ArcGD Optimiser: Phase-Aware Gradient Descent

Updated 14 December 2025

ArcGD Optimiser is an optimization algorithm based on arc-length principles with phase-aware, user-controlled dynamics to prevent overshooting and stalling in non-convex landscapes.
Its three-phase update mechanism—exploration, transition, and vanishing phases—ensures bounded updates, smooth acceleration, and minimum progress in low-gradient zones.
Empirical results across benchmarks show ArcGD achieves faster convergence, reduced overfitting, and enhanced generalization compared to Adam and other traditional optimizers.

Arc Gradient Descent (ArcGD) is an optimization algorithm derived from a mathematical reformulation of classical gradient descent. Employing an arc-length principle and phase-aware, user-controlled step dynamics, ArcGD constrains parameter updates within tunable bounds to address issues of overshooting in high-gradient regions and stalling near critical points. The method was formally derived, implemented, and empirically evaluated across highly non-convex optimization landscapes and standard deep-learning benchmarks. Notably, ArcGD embodies a spectrum of behaviors interpolating between classical gradient descent and sign-based optimizers, and connects to the Lion optimizer in special cases (Verma et al., 7 Dec 2025).

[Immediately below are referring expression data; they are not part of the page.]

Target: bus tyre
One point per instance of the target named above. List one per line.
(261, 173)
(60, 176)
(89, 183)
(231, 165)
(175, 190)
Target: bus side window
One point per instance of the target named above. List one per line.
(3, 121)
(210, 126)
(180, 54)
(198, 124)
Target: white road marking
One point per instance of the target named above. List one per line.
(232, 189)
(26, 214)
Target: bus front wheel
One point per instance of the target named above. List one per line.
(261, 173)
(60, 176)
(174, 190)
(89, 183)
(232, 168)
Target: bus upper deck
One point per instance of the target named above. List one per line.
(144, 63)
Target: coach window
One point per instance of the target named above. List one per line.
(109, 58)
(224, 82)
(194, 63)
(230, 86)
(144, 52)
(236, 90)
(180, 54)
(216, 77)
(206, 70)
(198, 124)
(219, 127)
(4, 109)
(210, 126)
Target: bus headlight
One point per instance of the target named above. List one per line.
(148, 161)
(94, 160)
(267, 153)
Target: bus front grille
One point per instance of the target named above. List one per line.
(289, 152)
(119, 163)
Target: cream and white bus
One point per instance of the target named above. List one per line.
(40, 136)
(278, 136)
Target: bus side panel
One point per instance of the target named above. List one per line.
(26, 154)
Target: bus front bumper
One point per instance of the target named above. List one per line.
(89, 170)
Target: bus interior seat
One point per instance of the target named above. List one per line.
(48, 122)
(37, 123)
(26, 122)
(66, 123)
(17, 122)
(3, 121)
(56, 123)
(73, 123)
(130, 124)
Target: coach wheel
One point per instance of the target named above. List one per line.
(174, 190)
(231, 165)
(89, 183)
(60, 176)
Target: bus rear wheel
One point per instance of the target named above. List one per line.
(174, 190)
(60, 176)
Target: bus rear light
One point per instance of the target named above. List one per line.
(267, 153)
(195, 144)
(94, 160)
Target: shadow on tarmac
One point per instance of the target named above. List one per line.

1. Mathematical Formulation

The core of ArcGD is a mathematically grounded step size schedule based on the arc length of the loss function. For a one-dimensional differentiable function $f(x)$ , the arc length is

$s = \int \sqrt{1 + [f'(x)]^2}\, dx.$

Discretization over a small step $\Delta x$ yields

$\Delta s \approx \Delta x\, \sqrt{1 + [f'(x)]^2}.$

Enforcing an upper bound on the arc-length increment, $\Delta s \approx a |f'(x)|$ , with a ceiling $a \ll 1$ , gives the elementwise update rule

$\Delta x = -a\, \frac{g}{\sqrt{1 + g^2}}$

where $g \equiv f'(x)$ . Generalizing to the multidimensional case, the algorithm applies this update per parameter dimension.

To address near-zero gradients and inertial regions, the update comprises three phases—each regulated by user-controlled parameters $(a,b,c)$ decomposing the total step ceiling:

$\Delta x = -\left[a T + b T (1 - |T|) + c\, \text{sign}(T) (1 - |T|)\right],$

where $T = g/\sqrt{1+g^2} \in (-1,1)$ . The terms represent:

High-phase: $a T$ for $|g| \gg 1$ (bounded ceiling).
Transition-phase: $b T (1 - |T|)$ for moderate $|g|$ , shaping mid-range step.
Low-phase: $c\, \text{sign}(T)(1 - |T|)$ , enforcing a nonzero lower bound in vanishing-gradient regimes.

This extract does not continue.